Fiorella si sporge dalla finestra. E' una giornata lunga, incolore e noiosa come tutte le altre. “Il sud del mondo”, dicono di tanto in tanto alla radio. E nel sud di quel mondo capita già al mattino di sentirsi molto stanca. Tutta colpa di quello che succede di notte.
Dalla piazza provengono segnali di animazione. Là, dove molto tempo prima venivano a suonare i gruppi di rock' n' roll, alcuni ragazzi stanno rincorrendo un pallone, lanciando grida d'incitamento. E' l'unico sintomo di vita, ma forse nemmeno quei ragazzi pensano.
- Fiorella, perché non vai a far spesa? - rimbomba alle sue spalle la voce della madre. Fiorella, che ha sperato fino all'ultimo che sia domenica, capisce che forse è martedì e si prepara per uscire.
La mamma le consegna la lista. Poche cose da comperare nell'unico negozio del paese: mezzo chilogrammo di farina di mais, le sigarette, un po' di pane, la mostarda.
- Così, quando torni, potrai usare il grammofono.
Fiorella oltrepassa la porta di casa. In strada un turbine di vento la saluta e qualche cespuglio vola per aria. Si leva un ululato che pare il lamento di un essere vivente, ma neanche quell'angoscioso rumore scuote i vecchi dalla propria fissità.
Fiorella sfila davanti a loro. Li saluta. I vecchi non rispondono e lei considera che tutti i giorni è la stessa storia. Ogni giorno quelle pipe sono spente.
Arriva in piazza. I ragazzi giocano al pallone e non si degnano di salutarla. Il loro campo immaginario parte dagli scalini della chiesa e si protrae sin quasi davanti al vecchio albergo di Paco.

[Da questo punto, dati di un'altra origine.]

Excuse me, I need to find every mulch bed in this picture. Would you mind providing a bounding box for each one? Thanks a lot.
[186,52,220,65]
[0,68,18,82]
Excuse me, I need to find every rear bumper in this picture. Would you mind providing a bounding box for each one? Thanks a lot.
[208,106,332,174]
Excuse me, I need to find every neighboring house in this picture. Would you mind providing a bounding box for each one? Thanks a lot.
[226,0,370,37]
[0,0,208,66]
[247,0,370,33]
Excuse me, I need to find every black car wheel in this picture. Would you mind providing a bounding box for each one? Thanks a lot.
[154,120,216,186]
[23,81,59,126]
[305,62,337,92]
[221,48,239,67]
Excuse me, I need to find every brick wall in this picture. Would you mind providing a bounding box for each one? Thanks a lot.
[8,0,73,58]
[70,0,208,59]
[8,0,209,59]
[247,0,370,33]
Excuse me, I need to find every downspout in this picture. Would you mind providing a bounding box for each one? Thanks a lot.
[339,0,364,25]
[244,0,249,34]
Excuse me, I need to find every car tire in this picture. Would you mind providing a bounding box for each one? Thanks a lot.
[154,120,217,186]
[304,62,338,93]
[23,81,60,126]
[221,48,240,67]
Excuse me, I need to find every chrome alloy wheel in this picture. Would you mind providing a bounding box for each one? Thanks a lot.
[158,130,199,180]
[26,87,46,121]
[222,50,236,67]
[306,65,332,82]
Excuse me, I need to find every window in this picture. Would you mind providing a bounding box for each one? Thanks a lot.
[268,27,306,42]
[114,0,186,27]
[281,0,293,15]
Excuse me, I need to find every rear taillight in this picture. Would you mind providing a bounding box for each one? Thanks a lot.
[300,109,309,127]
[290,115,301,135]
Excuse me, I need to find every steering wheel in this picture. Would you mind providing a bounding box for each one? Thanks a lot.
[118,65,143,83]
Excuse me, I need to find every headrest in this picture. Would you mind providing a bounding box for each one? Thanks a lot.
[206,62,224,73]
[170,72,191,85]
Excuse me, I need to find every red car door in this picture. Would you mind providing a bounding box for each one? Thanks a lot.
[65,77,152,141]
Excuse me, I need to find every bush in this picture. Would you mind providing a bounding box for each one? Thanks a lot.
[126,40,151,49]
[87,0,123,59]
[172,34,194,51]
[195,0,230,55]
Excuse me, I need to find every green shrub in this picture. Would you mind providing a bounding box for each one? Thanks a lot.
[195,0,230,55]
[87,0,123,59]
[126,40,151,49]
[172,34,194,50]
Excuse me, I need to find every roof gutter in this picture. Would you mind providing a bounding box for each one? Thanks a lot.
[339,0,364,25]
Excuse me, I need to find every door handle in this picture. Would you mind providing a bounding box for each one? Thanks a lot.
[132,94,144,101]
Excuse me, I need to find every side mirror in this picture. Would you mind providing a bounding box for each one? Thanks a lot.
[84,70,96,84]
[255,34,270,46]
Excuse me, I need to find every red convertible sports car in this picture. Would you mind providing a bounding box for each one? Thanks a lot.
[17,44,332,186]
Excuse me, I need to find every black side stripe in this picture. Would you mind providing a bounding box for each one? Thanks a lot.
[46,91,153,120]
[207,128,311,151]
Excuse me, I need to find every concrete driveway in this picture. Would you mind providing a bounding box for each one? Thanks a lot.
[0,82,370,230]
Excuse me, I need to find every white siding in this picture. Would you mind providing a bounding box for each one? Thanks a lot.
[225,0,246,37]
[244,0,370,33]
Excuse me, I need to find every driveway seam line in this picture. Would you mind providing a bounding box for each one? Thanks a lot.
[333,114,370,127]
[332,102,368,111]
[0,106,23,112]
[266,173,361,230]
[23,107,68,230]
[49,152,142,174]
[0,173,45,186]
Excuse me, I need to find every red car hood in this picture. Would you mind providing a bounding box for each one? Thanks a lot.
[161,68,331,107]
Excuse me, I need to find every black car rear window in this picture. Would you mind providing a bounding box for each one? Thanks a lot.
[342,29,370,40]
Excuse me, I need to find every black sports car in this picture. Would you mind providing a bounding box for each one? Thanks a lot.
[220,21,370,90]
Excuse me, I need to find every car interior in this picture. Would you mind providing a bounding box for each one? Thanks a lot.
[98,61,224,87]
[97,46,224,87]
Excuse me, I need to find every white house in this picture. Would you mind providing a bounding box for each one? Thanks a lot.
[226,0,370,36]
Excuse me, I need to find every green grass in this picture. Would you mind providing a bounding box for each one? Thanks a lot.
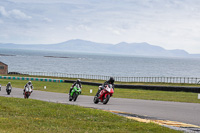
[2,75,200,87]
[0,79,200,103]
[0,97,179,133]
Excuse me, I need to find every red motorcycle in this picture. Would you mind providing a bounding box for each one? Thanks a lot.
[93,84,114,104]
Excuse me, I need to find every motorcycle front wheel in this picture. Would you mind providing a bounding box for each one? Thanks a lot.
[103,95,110,104]
[73,92,78,102]
[93,96,99,104]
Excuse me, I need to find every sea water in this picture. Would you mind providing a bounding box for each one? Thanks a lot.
[0,49,200,77]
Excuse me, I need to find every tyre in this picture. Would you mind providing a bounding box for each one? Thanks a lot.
[26,93,29,99]
[93,96,99,104]
[7,91,10,95]
[69,94,72,101]
[73,93,78,102]
[103,95,110,104]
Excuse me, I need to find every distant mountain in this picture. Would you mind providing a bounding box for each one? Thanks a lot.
[0,39,194,57]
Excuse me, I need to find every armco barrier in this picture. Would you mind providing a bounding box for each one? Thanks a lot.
[0,76,64,83]
[64,80,200,93]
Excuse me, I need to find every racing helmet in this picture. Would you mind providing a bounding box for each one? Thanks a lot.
[108,77,115,84]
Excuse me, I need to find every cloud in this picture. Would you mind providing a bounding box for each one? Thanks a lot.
[0,6,32,20]
[0,6,8,17]
[43,17,52,22]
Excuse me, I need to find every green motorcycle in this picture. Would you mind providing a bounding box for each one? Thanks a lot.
[69,84,81,101]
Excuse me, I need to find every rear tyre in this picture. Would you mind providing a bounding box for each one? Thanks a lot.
[93,96,99,104]
[103,95,110,104]
[7,91,10,95]
[69,94,72,101]
[26,93,29,99]
[73,92,78,102]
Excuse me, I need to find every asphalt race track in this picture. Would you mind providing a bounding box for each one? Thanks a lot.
[0,86,200,126]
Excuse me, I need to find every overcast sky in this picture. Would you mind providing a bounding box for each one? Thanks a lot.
[0,0,200,53]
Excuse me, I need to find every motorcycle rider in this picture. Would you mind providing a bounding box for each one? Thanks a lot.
[6,82,12,91]
[69,79,82,94]
[96,77,115,96]
[23,81,33,94]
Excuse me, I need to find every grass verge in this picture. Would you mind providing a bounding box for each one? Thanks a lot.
[0,97,179,133]
[0,79,200,103]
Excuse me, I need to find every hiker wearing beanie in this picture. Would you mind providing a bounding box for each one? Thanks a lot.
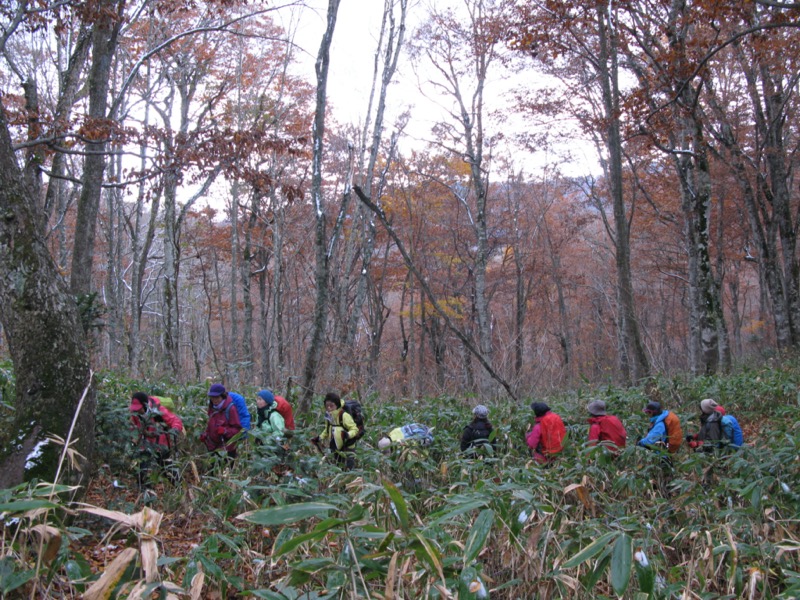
[461,404,497,454]
[128,392,183,499]
[686,398,744,452]
[311,392,363,471]
[378,423,433,452]
[525,402,567,464]
[637,401,683,454]
[200,383,242,460]
[256,390,294,431]
[586,400,628,454]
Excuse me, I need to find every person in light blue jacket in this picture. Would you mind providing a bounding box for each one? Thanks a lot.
[686,398,744,452]
[637,402,683,454]
[208,383,250,435]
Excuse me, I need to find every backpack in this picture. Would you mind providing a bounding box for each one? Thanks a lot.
[537,411,567,458]
[698,411,722,446]
[225,392,251,436]
[664,411,683,454]
[402,423,433,446]
[342,400,364,442]
[150,396,175,411]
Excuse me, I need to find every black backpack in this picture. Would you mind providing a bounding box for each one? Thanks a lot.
[698,411,722,445]
[344,400,364,442]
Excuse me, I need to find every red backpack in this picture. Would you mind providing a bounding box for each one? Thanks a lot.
[664,411,683,454]
[537,411,567,456]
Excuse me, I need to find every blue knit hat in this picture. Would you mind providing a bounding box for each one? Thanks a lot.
[256,390,275,406]
[208,383,225,397]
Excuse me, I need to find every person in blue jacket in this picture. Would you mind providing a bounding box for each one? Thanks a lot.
[636,402,683,454]
[208,383,250,433]
[686,398,744,451]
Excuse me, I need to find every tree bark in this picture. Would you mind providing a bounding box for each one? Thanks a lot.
[0,105,95,487]
[70,0,122,296]
[297,0,340,413]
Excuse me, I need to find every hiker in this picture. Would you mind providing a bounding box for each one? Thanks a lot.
[208,383,251,432]
[256,390,294,431]
[378,423,433,451]
[200,383,241,460]
[129,392,183,498]
[686,398,744,452]
[525,402,567,465]
[311,392,360,471]
[256,397,286,439]
[461,404,497,454]
[637,401,683,454]
[586,400,628,454]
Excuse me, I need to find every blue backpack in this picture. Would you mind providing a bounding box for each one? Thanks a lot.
[400,423,433,446]
[228,392,250,431]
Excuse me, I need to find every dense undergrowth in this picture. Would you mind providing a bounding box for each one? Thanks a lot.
[0,364,800,599]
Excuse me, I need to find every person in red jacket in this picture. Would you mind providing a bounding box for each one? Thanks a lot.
[200,384,242,459]
[128,392,183,499]
[586,400,628,454]
[256,390,294,431]
[525,402,567,464]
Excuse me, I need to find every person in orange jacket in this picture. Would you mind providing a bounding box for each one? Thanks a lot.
[256,390,295,431]
[586,400,628,454]
[525,402,567,464]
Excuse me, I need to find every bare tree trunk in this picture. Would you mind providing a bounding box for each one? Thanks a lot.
[343,0,408,379]
[597,7,650,382]
[70,0,123,296]
[298,0,340,413]
[0,105,95,488]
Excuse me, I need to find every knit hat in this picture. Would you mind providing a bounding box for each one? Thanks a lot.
[208,383,226,397]
[531,402,550,417]
[644,401,661,415]
[586,400,606,417]
[256,390,275,406]
[700,398,719,415]
[472,404,489,419]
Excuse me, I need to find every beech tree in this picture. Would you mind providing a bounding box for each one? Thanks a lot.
[510,0,650,382]
[413,0,505,395]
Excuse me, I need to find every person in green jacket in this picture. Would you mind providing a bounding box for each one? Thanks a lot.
[256,398,286,438]
[311,392,359,471]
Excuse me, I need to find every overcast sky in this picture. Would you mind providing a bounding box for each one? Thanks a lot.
[278,0,597,174]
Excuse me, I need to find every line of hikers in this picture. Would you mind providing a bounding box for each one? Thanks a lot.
[125,383,744,493]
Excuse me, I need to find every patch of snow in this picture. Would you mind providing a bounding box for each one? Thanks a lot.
[25,440,48,471]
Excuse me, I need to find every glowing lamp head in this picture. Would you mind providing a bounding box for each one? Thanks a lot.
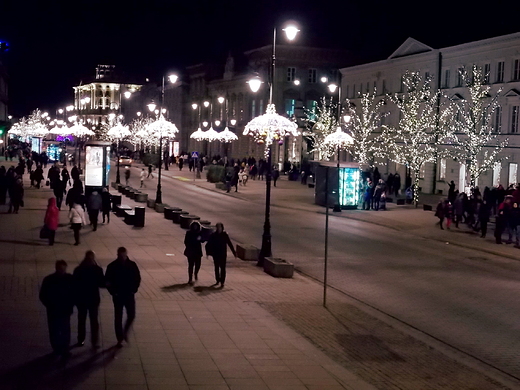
[247,77,262,92]
[327,84,338,93]
[283,25,300,41]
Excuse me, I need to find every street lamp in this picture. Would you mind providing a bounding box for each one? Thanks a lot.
[244,25,299,265]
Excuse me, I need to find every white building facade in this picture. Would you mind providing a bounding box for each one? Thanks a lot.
[341,33,520,194]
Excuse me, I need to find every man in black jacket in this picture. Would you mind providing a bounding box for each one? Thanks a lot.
[40,260,74,357]
[105,247,141,347]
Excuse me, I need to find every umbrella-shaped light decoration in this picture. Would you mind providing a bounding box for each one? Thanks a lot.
[190,127,205,141]
[323,126,354,149]
[217,126,238,144]
[244,104,298,157]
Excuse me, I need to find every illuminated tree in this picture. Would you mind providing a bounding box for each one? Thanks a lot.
[303,98,338,160]
[344,90,388,168]
[377,71,452,206]
[451,65,509,189]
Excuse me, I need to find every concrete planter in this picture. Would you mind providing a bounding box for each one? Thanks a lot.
[236,244,260,261]
[264,257,294,278]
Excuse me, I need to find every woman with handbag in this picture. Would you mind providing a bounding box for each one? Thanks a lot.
[40,198,60,245]
[69,200,86,245]
[184,221,203,284]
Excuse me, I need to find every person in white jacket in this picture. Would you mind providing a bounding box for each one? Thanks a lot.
[69,202,86,245]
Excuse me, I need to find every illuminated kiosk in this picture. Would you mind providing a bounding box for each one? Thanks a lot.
[312,161,361,210]
[84,141,110,195]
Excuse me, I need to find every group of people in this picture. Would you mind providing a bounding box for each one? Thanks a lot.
[39,247,141,357]
[435,181,520,248]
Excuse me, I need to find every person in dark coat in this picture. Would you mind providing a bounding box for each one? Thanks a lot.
[40,260,74,357]
[184,221,203,284]
[73,251,105,348]
[206,222,237,288]
[105,247,141,347]
[101,187,112,223]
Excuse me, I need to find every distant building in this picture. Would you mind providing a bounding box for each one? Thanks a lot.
[341,33,520,194]
[73,65,142,128]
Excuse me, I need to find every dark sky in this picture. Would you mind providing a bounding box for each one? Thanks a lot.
[0,0,520,115]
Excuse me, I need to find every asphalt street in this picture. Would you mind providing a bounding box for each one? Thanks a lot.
[126,168,520,378]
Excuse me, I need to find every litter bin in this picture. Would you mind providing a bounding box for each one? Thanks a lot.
[134,206,146,227]
[112,195,122,212]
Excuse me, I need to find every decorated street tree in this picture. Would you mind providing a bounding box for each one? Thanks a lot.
[344,90,388,168]
[452,65,509,190]
[303,98,338,160]
[376,71,452,206]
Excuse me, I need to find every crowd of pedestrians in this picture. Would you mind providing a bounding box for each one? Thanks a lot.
[435,181,520,248]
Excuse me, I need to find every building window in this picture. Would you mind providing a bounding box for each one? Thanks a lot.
[493,107,502,133]
[307,100,318,121]
[483,64,491,84]
[444,69,450,88]
[309,69,318,83]
[513,59,520,81]
[511,106,520,133]
[285,99,296,118]
[456,68,464,87]
[439,158,446,180]
[497,61,505,83]
[287,67,296,81]
[509,163,518,184]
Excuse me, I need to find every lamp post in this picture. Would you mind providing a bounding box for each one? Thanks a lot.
[244,25,300,266]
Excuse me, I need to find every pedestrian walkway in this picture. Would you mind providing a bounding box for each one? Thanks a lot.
[0,170,516,390]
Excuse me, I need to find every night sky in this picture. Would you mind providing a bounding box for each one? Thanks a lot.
[0,0,520,115]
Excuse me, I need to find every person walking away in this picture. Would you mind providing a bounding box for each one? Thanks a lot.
[105,247,141,347]
[52,179,67,210]
[40,260,74,357]
[184,221,203,284]
[125,167,130,185]
[435,199,445,230]
[101,187,112,223]
[69,201,86,245]
[87,191,103,231]
[139,168,146,188]
[273,165,280,187]
[72,251,105,348]
[206,222,237,288]
[43,198,60,245]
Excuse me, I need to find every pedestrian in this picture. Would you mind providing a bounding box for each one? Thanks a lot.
[435,199,445,230]
[206,222,237,288]
[40,260,74,357]
[105,247,141,348]
[69,200,86,245]
[273,165,280,187]
[43,198,60,245]
[73,251,105,348]
[101,187,112,223]
[139,168,146,188]
[87,191,103,232]
[184,221,203,284]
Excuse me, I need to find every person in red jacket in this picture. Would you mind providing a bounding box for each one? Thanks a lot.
[43,198,60,245]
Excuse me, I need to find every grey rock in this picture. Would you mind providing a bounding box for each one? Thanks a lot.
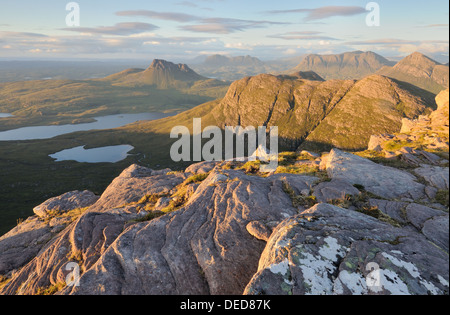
[58,171,317,295]
[369,199,409,224]
[246,221,272,242]
[33,190,99,218]
[422,214,449,253]
[405,203,445,231]
[90,165,188,212]
[313,179,360,203]
[244,204,449,295]
[155,197,170,210]
[327,149,425,200]
[185,162,218,174]
[0,217,53,275]
[414,165,449,190]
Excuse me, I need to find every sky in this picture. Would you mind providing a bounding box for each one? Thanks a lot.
[0,0,449,62]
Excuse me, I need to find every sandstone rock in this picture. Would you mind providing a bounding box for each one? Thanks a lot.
[369,199,409,224]
[327,149,425,200]
[405,203,445,231]
[90,165,188,212]
[414,165,449,190]
[0,217,53,275]
[400,118,416,133]
[155,197,170,210]
[246,221,272,242]
[422,214,449,252]
[313,179,360,203]
[185,162,218,174]
[56,171,317,294]
[244,204,449,295]
[33,190,98,218]
[367,135,386,152]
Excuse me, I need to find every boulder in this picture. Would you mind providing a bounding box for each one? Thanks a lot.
[326,149,425,200]
[33,190,99,218]
[414,165,449,190]
[58,170,318,295]
[313,179,360,203]
[244,204,449,295]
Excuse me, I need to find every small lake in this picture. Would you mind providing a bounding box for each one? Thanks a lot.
[49,145,134,163]
[0,113,173,141]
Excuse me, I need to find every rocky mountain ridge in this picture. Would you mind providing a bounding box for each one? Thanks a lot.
[203,72,435,151]
[0,90,449,295]
[377,52,449,94]
[103,59,226,89]
[290,51,393,80]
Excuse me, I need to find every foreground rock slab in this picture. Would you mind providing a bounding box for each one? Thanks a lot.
[326,149,425,200]
[245,204,449,295]
[33,190,99,218]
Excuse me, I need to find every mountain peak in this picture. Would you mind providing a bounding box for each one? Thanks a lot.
[291,51,392,80]
[147,59,193,72]
[399,51,440,66]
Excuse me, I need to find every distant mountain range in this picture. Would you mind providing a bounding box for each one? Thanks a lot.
[103,59,226,89]
[125,72,435,152]
[0,60,229,130]
[191,55,274,81]
[289,51,395,80]
[377,52,449,94]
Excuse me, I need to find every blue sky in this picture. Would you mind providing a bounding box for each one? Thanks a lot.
[0,0,449,62]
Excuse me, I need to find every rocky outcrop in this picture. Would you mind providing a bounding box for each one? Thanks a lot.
[245,204,449,295]
[290,51,392,80]
[0,90,449,295]
[33,190,98,218]
[204,74,433,151]
[378,52,449,94]
[326,149,425,200]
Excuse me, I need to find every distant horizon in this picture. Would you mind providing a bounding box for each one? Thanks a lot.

“Un po' di tempo fa percorrevo un'altra strada per venire in piazza. Abitavamo in periferia, dall'altra parte del paese e si attraversava un bosco per giungere qui. Poi, non ricordo bene quando, improvvisamente abbiamo cambiato casa”.
I suoi occhi fissano per qualche istante il vuoto, perduti nell'oblio di ricordi sfocati. E, tentando di rammentare esattamente quando la mamma ha traslocato, Fiorella si ferma in un angolo della piazza.
- Hei!
Fiorella si volta. E' uno dei calciatori, il più alto e il più scuro. Gli altri, più piccoli e meno decisi, sono rimasti al centro della piazza e non giocano più. Lei sorride.
- Quando cresci, Fiorella?
Fiorella non capisce.
- Come?
- Crescere! Sai che significa? Cre-sce-re!
- Che vuoi dire?
- Voglio dire crescere, allungarti, allargarti! I miei amici vogliono sapere quando verrà il momento.
- Quale momento?
- Il momento per farti vedere QUESTO!